Another strong example that these responses are adaptive to the organism in question is the fact that people who were exposed to nutritional imbalances in the womb showed a higher chance of becoming obese later in life (Roseboom, de Rooji, and Painter, 2006). Their study has implications for babies born in developing countries (since famines mirror, in a way, developing countries). Roseboom, de Rooji, and Painter (2006: 489) write:

This may imply that adaptations that enable the fetus to continue to grow may nevertheless have adverse consequences for health in later life.

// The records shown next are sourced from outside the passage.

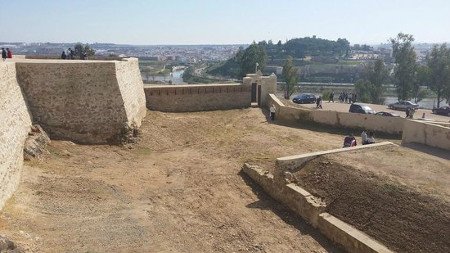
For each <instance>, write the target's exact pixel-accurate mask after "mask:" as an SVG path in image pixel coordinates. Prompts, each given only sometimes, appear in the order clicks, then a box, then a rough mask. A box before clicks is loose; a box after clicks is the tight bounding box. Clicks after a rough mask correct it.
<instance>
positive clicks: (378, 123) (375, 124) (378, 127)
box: [269, 94, 407, 134]
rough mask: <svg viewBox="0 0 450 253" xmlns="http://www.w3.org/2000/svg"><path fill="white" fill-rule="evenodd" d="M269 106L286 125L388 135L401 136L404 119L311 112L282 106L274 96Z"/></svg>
mask: <svg viewBox="0 0 450 253" xmlns="http://www.w3.org/2000/svg"><path fill="white" fill-rule="evenodd" d="M269 104H270V105H272V104H274V105H275V107H276V108H277V113H276V120H277V121H280V122H283V123H288V124H300V125H301V124H305V123H308V122H315V123H320V124H325V125H329V126H335V127H346V128H354V129H367V130H373V131H377V132H383V133H389V134H401V133H402V131H403V125H404V123H405V121H407V120H406V119H404V118H400V117H385V116H379V115H369V114H358V113H348V112H336V111H326V110H312V109H308V108H298V107H291V106H286V105H284V104H283V103H282V102H281V101H280V100H279V99H278V98H277V97H276V96H275V95H274V94H270V95H269Z"/></svg>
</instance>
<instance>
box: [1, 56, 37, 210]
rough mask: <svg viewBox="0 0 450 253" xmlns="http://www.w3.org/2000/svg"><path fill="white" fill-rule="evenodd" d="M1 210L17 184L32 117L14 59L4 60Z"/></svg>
mask: <svg viewBox="0 0 450 253" xmlns="http://www.w3.org/2000/svg"><path fill="white" fill-rule="evenodd" d="M0 119H1V120H0V210H1V209H2V207H3V205H4V203H5V201H6V200H7V199H8V198H9V197H10V196H11V195H12V193H13V192H14V191H15V189H16V188H17V185H18V184H19V180H20V174H21V170H22V164H23V146H24V143H25V139H26V137H27V135H28V132H29V131H30V127H31V117H30V114H29V112H28V109H27V106H26V103H25V99H24V96H23V94H22V91H21V89H20V86H19V84H18V83H17V79H16V68H15V65H14V63H4V62H0Z"/></svg>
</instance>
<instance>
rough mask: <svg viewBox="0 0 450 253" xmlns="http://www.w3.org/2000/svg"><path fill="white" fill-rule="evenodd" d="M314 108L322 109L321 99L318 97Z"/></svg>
mask: <svg viewBox="0 0 450 253" xmlns="http://www.w3.org/2000/svg"><path fill="white" fill-rule="evenodd" d="M316 108H317V109H322V97H321V96H319V98H318V99H317V100H316Z"/></svg>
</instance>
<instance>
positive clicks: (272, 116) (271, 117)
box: [269, 104, 277, 121]
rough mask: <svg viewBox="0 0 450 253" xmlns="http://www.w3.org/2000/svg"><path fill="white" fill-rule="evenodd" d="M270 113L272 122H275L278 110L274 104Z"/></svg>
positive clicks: (270, 115)
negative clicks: (276, 113) (276, 111)
mask: <svg viewBox="0 0 450 253" xmlns="http://www.w3.org/2000/svg"><path fill="white" fill-rule="evenodd" d="M269 111H270V120H272V121H275V112H276V111H277V108H276V107H275V105H274V104H272V105H271V106H270V108H269Z"/></svg>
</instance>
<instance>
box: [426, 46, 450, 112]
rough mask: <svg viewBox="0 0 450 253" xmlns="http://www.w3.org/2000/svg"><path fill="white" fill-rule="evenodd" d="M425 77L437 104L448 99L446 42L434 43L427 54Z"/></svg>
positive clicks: (448, 57)
mask: <svg viewBox="0 0 450 253" xmlns="http://www.w3.org/2000/svg"><path fill="white" fill-rule="evenodd" d="M427 67H428V69H426V70H425V71H427V72H426V73H425V74H424V75H425V79H426V80H427V81H428V87H429V88H430V89H431V90H432V91H434V92H435V93H436V95H437V106H438V107H440V103H441V102H442V101H443V100H444V99H447V101H448V100H449V99H450V49H448V48H447V46H446V44H445V43H444V44H442V45H440V46H438V45H435V46H433V49H432V50H431V52H430V53H429V54H428V56H427ZM427 77H428V78H427Z"/></svg>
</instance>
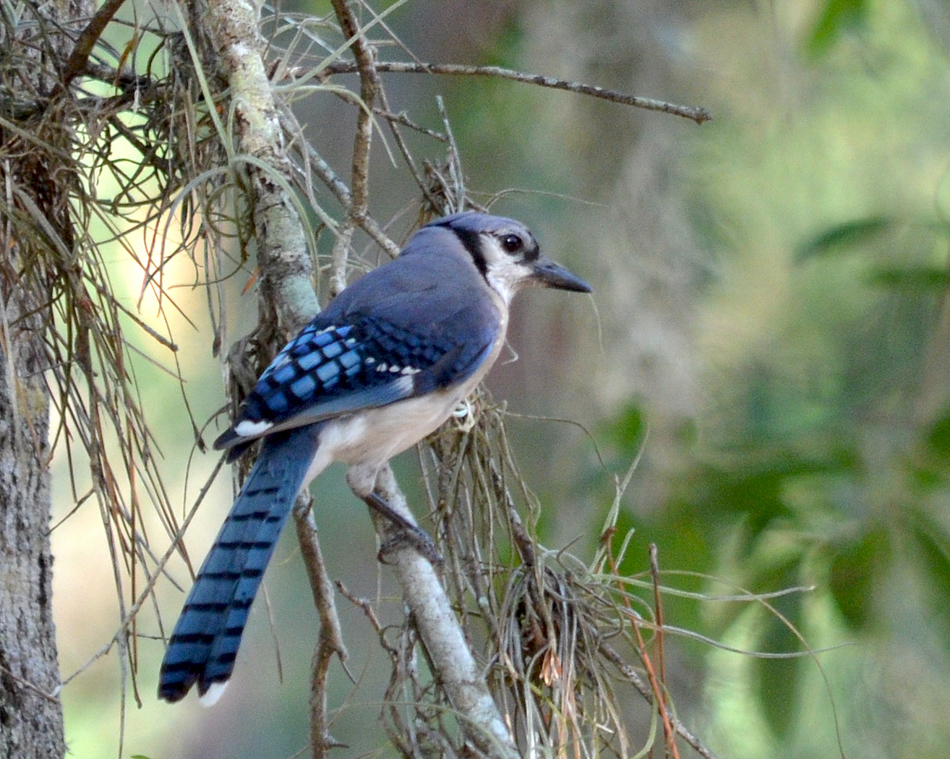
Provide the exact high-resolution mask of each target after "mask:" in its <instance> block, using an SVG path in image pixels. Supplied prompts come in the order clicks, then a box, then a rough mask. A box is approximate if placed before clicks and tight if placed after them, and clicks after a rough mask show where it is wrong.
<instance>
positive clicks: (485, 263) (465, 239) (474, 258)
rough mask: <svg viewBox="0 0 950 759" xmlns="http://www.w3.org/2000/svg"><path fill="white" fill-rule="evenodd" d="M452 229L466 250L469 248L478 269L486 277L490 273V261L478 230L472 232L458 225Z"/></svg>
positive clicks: (467, 249) (469, 251) (459, 241)
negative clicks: (481, 241) (488, 265)
mask: <svg viewBox="0 0 950 759" xmlns="http://www.w3.org/2000/svg"><path fill="white" fill-rule="evenodd" d="M450 229H451V230H452V231H453V232H455V236H456V237H458V238H459V242H461V243H462V245H464V246H465V250H467V251H468V254H469V255H470V256H471V257H472V262H473V263H474V264H475V268H476V269H478V271H479V272H480V273H481V275H482V276H483V277H484V276H485V275H486V274H487V273H488V262H487V261H486V260H485V254H484V253H482V248H481V245H482V242H481V240H479V239H478V238H479V235H478V232H472V231H471V230H468V229H459V228H457V227H450Z"/></svg>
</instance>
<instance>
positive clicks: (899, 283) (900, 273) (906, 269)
mask: <svg viewBox="0 0 950 759" xmlns="http://www.w3.org/2000/svg"><path fill="white" fill-rule="evenodd" d="M867 279H868V282H869V283H870V284H872V285H878V286H880V287H887V288H888V289H891V290H898V289H900V290H911V291H913V292H921V291H926V290H937V291H940V290H944V289H946V287H947V285H948V284H950V272H948V271H947V270H946V269H938V268H936V267H932V266H915V267H902V268H893V267H892V268H879V269H874V270H872V271H871V272H870V273H869V274H868V278H867Z"/></svg>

Roseboom, de Rooji, and Painter (2006: 490) also write:

The nutritional experience of babies who were exposed to famine in early gestation may resemble that of babies in developing countries whose mothers are undernourished in early pregnancy and receive supplementation later on, but also of babies in developed countries whose mothers suffer from severe morning sickness.

So on-going studies, such as the Dutch Famine Study, have the chance to elucidate the mechanisms of low birth weight, and it can also show us how and why those exposed to adverse conditions in the womb show so many negative symptoms which are not present in kin who were not exposed to such malnutrition in the womb. These findings also suggest that nutrition before—and after—pregnancy can play a role in disease acquisition later in life. The fact that those exposed to famines have a higher chance of becoming obese later in life (Abeleen et al, 2012; Meng et al, 2017) shows that this adaptive response of the organism in the womb was very important in our evolution; the babe exposed to low maternal nutrition in the womb can, after birth, consume enough energy to become overweight, which would have been an adaptive evolutionary response to low maternal caloric energy.

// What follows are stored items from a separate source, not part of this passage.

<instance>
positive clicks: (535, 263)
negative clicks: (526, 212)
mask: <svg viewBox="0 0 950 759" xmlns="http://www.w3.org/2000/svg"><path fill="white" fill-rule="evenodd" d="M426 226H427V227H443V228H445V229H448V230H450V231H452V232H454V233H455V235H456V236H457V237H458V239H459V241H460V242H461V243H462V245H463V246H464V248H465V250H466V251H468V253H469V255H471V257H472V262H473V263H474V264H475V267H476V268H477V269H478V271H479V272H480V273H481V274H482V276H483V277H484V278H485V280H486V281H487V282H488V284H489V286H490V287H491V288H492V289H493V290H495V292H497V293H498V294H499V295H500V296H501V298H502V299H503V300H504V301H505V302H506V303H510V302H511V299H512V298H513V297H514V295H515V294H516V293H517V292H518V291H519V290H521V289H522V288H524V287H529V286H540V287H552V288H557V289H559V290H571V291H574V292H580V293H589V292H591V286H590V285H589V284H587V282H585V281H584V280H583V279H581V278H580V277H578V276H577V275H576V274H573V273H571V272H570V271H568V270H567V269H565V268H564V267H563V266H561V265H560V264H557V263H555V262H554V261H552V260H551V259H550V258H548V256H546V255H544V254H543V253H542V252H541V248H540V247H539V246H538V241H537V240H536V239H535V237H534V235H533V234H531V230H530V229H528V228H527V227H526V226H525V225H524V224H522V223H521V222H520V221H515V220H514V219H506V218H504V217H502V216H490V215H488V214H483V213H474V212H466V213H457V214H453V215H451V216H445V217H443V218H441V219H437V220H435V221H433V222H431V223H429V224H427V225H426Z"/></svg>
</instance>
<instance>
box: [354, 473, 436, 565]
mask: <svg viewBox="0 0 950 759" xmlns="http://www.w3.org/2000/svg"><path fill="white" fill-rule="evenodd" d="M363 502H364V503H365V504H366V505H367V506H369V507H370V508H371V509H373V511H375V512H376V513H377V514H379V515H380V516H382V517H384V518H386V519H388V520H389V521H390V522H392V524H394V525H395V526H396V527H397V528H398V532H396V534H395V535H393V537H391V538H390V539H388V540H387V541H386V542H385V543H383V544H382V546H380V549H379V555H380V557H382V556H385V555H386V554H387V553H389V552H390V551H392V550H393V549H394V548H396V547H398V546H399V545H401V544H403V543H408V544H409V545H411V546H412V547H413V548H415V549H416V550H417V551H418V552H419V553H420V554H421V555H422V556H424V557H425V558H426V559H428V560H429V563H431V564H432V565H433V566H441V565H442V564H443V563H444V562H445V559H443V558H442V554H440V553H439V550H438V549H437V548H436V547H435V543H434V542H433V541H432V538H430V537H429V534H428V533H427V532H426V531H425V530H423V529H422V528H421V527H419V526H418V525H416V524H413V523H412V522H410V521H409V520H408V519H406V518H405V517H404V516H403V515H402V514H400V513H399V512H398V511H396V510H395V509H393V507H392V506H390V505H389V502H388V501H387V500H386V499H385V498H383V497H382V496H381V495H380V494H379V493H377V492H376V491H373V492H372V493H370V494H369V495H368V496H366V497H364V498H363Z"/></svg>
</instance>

Babies who are exposed to maternal under-nutrition in the womb—when exposed to an environment with ample foodstuffs—are at heightened risk of becoming type II diabetics and acquiring metabolic syndromes (Robinson, Buchholz, and Mazurak, 2007). This seems to be an adaptive, plastic response of the organism: since nutrients/energy were in low quantity in the womb, low nutrients/energy in the womb changed the epigenome of the organism, and so when (if) the organism is exposed to an environment with ample amounts of food energy, they will then have a higher susceptibility to metabolic syndromes and weight gains, due to their uterine environment. (Diet also has an effect on brain plasticity in both animals and humans, in the womb and out of it; see Murphy, Dias, and Thuret, 2014.)

In sum, phenotypic plasticity, which is driven in part by epigenetics, was extremely important in our evolution. This epigenetic regulation that occurs in the womb prepared the individual in question to be able to respond to the energy imbalance of the environment the organism was born in. The plasticity of humans, and animals, in regard to what occurs (or does not occur) in the environment, is how we were able to survive in new environments (not ancestral to our species). Epigenetic changes that occur in the grandparental and parental generations, when not completely erased during the meiotic division of cells, can affect future generations of progeny in a negative way.

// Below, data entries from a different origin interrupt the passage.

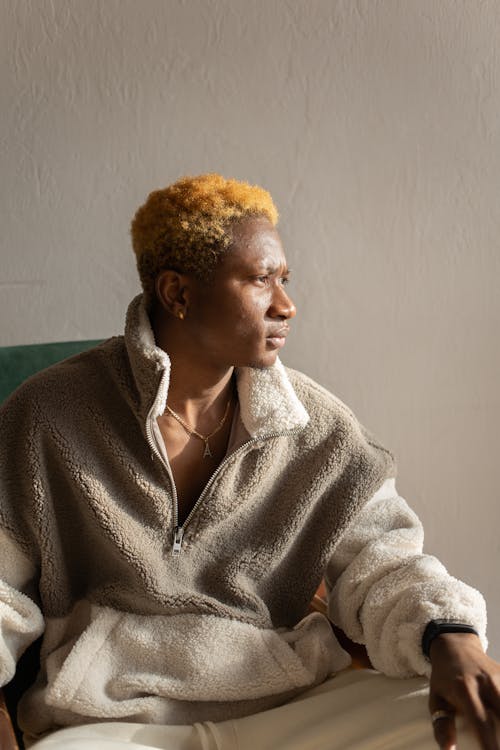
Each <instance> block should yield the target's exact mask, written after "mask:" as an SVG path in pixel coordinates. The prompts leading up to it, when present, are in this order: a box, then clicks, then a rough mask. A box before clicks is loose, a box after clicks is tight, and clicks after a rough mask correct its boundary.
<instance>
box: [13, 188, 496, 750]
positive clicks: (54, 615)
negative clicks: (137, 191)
mask: <svg viewBox="0 0 500 750" xmlns="http://www.w3.org/2000/svg"><path fill="white" fill-rule="evenodd" d="M276 223H277V211H276V208H275V206H274V204H273V202H272V199H271V197H270V195H269V194H268V193H267V192H266V191H264V190H262V189H261V188H257V187H252V186H250V185H247V184H246V183H241V182H237V181H234V180H225V179H224V178H222V177H220V176H219V175H201V176H199V177H196V178H186V179H183V180H179V181H178V182H177V183H175V184H174V185H171V186H170V187H169V188H166V189H165V190H160V191H156V192H154V193H152V194H151V195H150V196H149V198H148V200H147V202H146V204H145V205H144V206H143V207H142V208H141V209H139V211H138V212H137V214H136V216H135V219H134V222H133V224H132V239H133V245H134V250H135V253H136V257H137V265H138V270H139V275H140V278H141V282H142V286H143V294H142V295H141V296H140V297H138V298H136V299H135V300H133V301H132V303H131V305H130V307H129V310H128V314H127V323H126V330H125V336H124V337H116V338H113V339H110V340H109V341H107V342H104V344H102V345H101V346H99V347H97V348H96V349H93V350H91V351H90V352H86V353H84V354H82V355H79V356H77V357H74V358H71V359H70V360H67V361H66V362H64V363H61V364H59V365H56V366H55V367H53V368H50V369H49V370H47V371H45V372H44V373H42V374H40V375H38V376H36V377H35V378H33V379H31V380H30V381H28V382H27V383H26V384H24V385H23V386H22V387H21V388H20V389H19V390H18V391H17V392H16V393H15V394H14V395H13V396H12V397H11V398H10V399H9V401H8V403H7V404H6V405H5V406H4V407H3V410H2V432H3V435H2V442H1V446H0V472H1V473H0V476H1V482H2V509H1V520H2V528H3V532H2V534H3V536H2V555H1V556H2V561H1V567H0V574H1V578H2V580H3V581H4V584H3V585H4V589H3V597H2V602H3V604H2V605H1V606H2V610H1V611H2V627H3V630H2V638H1V639H0V668H1V672H0V684H2V683H5V682H7V681H8V680H9V679H10V678H11V676H12V674H13V672H14V668H15V661H16V658H17V656H18V654H19V653H20V652H21V651H22V650H23V649H24V648H25V647H26V646H27V645H28V644H29V643H30V642H31V641H33V640H34V639H35V638H37V637H38V636H39V635H40V634H41V633H42V631H43V630H44V640H43V645H42V652H41V669H40V674H39V677H38V679H37V682H36V683H35V685H34V686H33V687H32V688H31V689H30V690H29V691H28V694H27V695H26V696H25V698H24V700H23V703H22V705H21V710H20V722H21V724H22V726H23V727H24V729H25V730H26V732H27V735H28V737H29V738H31V739H35V738H38V737H41V736H42V735H44V734H48V737H47V738H46V739H44V740H41V742H39V743H38V744H36V747H37V749H38V748H39V750H43V748H48V747H54V748H55V747H69V744H68V743H70V742H71V743H73V744H71V747H74V748H75V750H76V748H87V747H101V745H102V743H104V742H106V743H108V744H109V743H110V742H111V743H113V746H117V747H124V746H126V747H132V748H133V747H144V746H152V747H165V748H174V749H175V748H181V747H182V748H184V749H185V748H198V747H217V748H229V747H236V746H241V747H244V746H246V743H249V744H251V743H255V742H256V737H257V735H259V740H258V742H257V746H259V747H262V748H264V747H269V748H271V747H272V748H285V747H286V748H293V747H300V746H301V745H300V742H301V741H302V740H300V739H297V738H300V737H301V736H302V738H303V737H304V734H303V733H304V732H306V733H308V734H307V736H308V737H312V738H313V739H312V740H310V739H309V740H307V741H309V742H314V746H315V747H316V746H317V747H325V748H326V747H328V748H332V747H334V748H335V747H338V748H341V747H347V746H349V747H351V746H359V747H361V746H362V747H363V748H364V747H368V746H369V745H367V744H366V737H365V736H364V735H363V734H362V735H361V736H362V737H364V739H363V743H365V744H360V737H359V736H358V735H356V737H353V735H352V732H353V731H354V730H355V731H356V732H358V731H359V726H363V723H364V727H365V734H366V733H368V736H369V737H371V740H372V741H373V743H374V746H377V747H387V748H389V747H394V748H395V747H405V748H410V747H412V748H415V750H416V749H417V748H420V747H422V748H423V747H428V746H429V737H430V731H429V730H428V728H427V724H426V722H424V721H423V712H422V709H421V702H422V689H423V683H422V681H421V680H418V679H417V681H416V682H415V681H411V682H409V683H407V684H404V687H402V686H401V685H402V683H401V682H400V681H399V680H398V681H397V680H389V679H388V678H387V677H384V676H382V675H377V674H376V673H373V672H367V673H362V674H360V675H359V676H357V677H356V678H354V677H353V676H352V673H346V672H344V669H345V667H347V666H348V663H349V658H348V656H347V655H346V653H345V652H344V651H343V650H342V649H341V648H340V646H339V644H338V642H337V641H336V639H335V637H334V635H333V633H332V630H331V628H330V626H329V623H328V621H327V620H326V618H324V617H322V616H321V615H319V614H313V615H311V616H306V613H307V607H308V603H309V601H310V600H311V598H312V596H313V594H314V592H315V590H316V588H317V586H318V585H319V583H320V581H321V579H322V578H323V577H325V578H326V583H327V588H328V591H329V613H330V616H331V619H332V620H333V621H334V622H336V624H338V625H339V626H340V627H342V628H343V629H344V630H345V632H346V633H347V634H348V635H349V636H350V637H352V638H353V639H354V640H357V641H360V642H363V643H366V645H367V649H368V653H369V655H370V657H371V660H372V663H373V665H374V666H375V668H376V669H379V670H380V671H381V672H383V673H385V674H386V675H389V676H392V677H409V676H411V675H429V674H430V677H431V688H430V708H431V713H432V719H433V723H434V732H435V737H436V739H437V740H438V742H439V744H440V745H441V746H442V747H445V748H451V747H452V746H453V743H454V741H455V739H454V737H455V734H454V731H455V730H454V715H455V712H459V713H462V714H465V716H466V717H467V718H468V719H469V723H470V725H472V727H473V728H474V729H475V731H476V734H477V736H478V737H479V738H480V743H481V746H482V747H484V748H495V747H497V744H496V739H495V729H494V719H493V716H494V715H495V714H498V712H499V707H500V696H499V690H498V688H499V679H500V667H499V666H498V665H497V664H495V662H493V661H491V660H490V659H489V658H488V657H487V656H486V654H485V653H484V650H483V646H485V645H486V638H485V624H486V615H485V609H484V602H483V600H482V597H481V595H480V594H479V593H478V592H476V591H474V590H473V589H471V588H469V587H468V586H466V585H465V584H463V583H461V582H459V581H456V580H455V579H453V578H452V577H451V576H449V575H448V574H447V572H446V571H445V569H444V568H443V567H442V566H441V565H440V563H439V562H438V561H437V560H435V559H434V558H431V557H429V556H425V555H423V554H422V539H423V536H422V530H421V526H420V524H419V522H418V519H417V518H416V516H415V515H414V513H413V512H412V511H411V510H410V509H409V508H408V506H407V505H406V503H405V501H404V500H403V499H402V498H400V497H399V496H398V494H397V491H396V488H395V479H394V478H395V465H394V460H393V457H392V455H391V454H390V453H389V452H388V451H387V450H386V449H384V448H383V447H382V446H380V445H379V444H378V442H377V441H376V440H375V439H374V438H373V437H372V436H371V435H370V434H369V433H368V432H367V431H366V430H365V429H364V428H363V427H362V426H361V425H360V424H359V423H358V421H357V420H356V418H355V417H354V415H353V414H352V412H351V411H350V410H349V409H348V408H347V407H346V406H345V405H344V404H342V403H341V402H340V401H339V400H338V399H337V398H335V397H334V396H332V395H331V394H329V393H328V392H327V391H325V390H324V389H322V388H321V387H320V386H318V385H317V384H316V383H314V382H312V381H311V380H310V379H309V378H307V377H306V376H305V375H302V374H301V373H297V372H293V371H291V370H286V369H285V368H284V367H283V365H282V364H281V363H280V361H279V359H278V352H279V351H280V350H281V349H282V347H283V346H284V344H285V340H286V336H287V334H288V331H289V321H291V319H292V318H293V317H294V315H295V312H296V311H295V307H294V305H293V302H292V301H291V299H290V297H289V295H288V294H287V291H286V283H287V281H288V276H289V272H288V269H287V264H286V259H285V255H284V251H283V248H282V245H281V242H280V239H279V235H278V233H277V231H276ZM431 663H432V671H431ZM339 673H340V674H339ZM331 675H337V676H335V677H333V678H331ZM416 693H418V698H417V697H414V698H412V699H411V700H410V698H409V696H411V695H413V694H415V695H416ZM402 694H404V695H406V698H405V699H404V700H400V698H401V695H402ZM353 696H354V703H353ZM360 696H364V697H362V698H361V697H360ZM370 696H371V697H370ZM374 696H375V697H376V698H377V700H378V699H379V698H380V699H381V702H380V703H379V702H377V701H375V702H373V698H374ZM394 701H399V703H395V702H394ZM368 704H370V706H371V708H370V709H369V710H367V706H368ZM326 706H328V708H326V709H325V707H326ZM348 706H350V707H351V709H352V708H354V716H355V717H356V718H355V720H354V722H353V721H352V718H350V717H351V716H352V714H351V713H349V714H348V713H347V710H348V709H347V708H346V707H348ZM384 706H385V707H387V706H390V707H391V711H390V714H391V716H388V717H387V718H386V719H384V722H383V725H380V715H381V714H380V712H381V711H383V710H384V708H383V707H384ZM396 706H397V710H396ZM403 707H404V708H403ZM370 711H371V714H370ZM368 714H370V715H371V717H372V718H371V719H370V718H369V716H368ZM395 714H397V715H395ZM347 715H348V716H349V718H348V719H346V716H347ZM313 716H316V720H315V721H313ZM374 716H375V722H374V721H373V717H374ZM419 717H420V718H419ZM99 722H100V723H99ZM318 722H319V723H320V724H321V726H319V725H318ZM325 722H326V723H325ZM370 722H371V723H370ZM412 722H413V723H414V724H415V722H417V724H418V726H417V724H415V726H416V727H417V728H416V729H415V728H414V729H413V730H411V731H412V732H413V735H411V732H410V734H409V731H410V730H409V729H408V727H409V726H412ZM79 725H82V726H79ZM64 727H70V728H69V729H61V728H64ZM74 727H76V729H75V728H74ZM368 727H369V729H367V728H368ZM57 730H59V731H57ZM138 733H139V735H140V742H139V735H138ZM300 733H302V735H301V734H300ZM410 735H411V736H410ZM467 741H468V740H467ZM100 743H101V744H100ZM294 743H295V744H294ZM297 743H299V744H297ZM335 743H336V744H335ZM356 743H357V745H356ZM377 743H378V744H377ZM106 746H108V745H107V744H106ZM253 746H255V744H254V745H253ZM110 747H111V745H110Z"/></svg>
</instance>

The implications of the data are clear: under-nutrition (and malnutrition) affect the genome and epigenome in ways that are inherited through the generations, which is due to the physical plasticity of the human in-utero as well as post-birth when the baby developing. These epigenetic changes then lead to the one who experienced the adverse uterine environment to have a higher chance of becoming obese later in life, which suggests that this is an adaptive response to low amounts of nutrients/caloric energy in the uterine environment.